Da Republicans I voted for are putting the costs of everything from war to infrastructure onto our credit cards to be paid off by our children and grandchildren, who also get saddled with keepin'' us in our "lifestyle" until we die. Why should they do anything different with the environment?

 

Give us what we want now, for free! Let our kids pay for it! Da rallying cry of the modern borrow-and-spend "conservative." Ignore deficits, they don''t matter! Ignore environmental risks, they don''t matter! If yeh can''t suppress the data, spin it, or just blow chaff to create fear, uncertainty, and doubt.
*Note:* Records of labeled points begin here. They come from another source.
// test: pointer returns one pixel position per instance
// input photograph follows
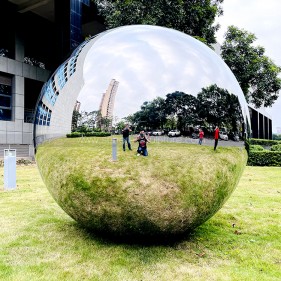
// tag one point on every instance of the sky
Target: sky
(263, 18)
(150, 62)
Let our children pay!

 

I voted for da bum, but GWB goes down as probably the most incompetent president ever. I''m with packsaddle. Three cheers for Gore, who found something he is good at and who pursued it. The American Way. Whether it''s basketball or business or farming or service work - find something you''re good at and pursue it. He did and he''s reaping just recognition. Carter did, too, after his mediocre presidency. He grew into a statesman as an advocate for service and peace.

 

Who knows. Maybe someday GWB will wake up and realize he makes an OK rancher and have some success there that he never achieved as a businessman or a leader.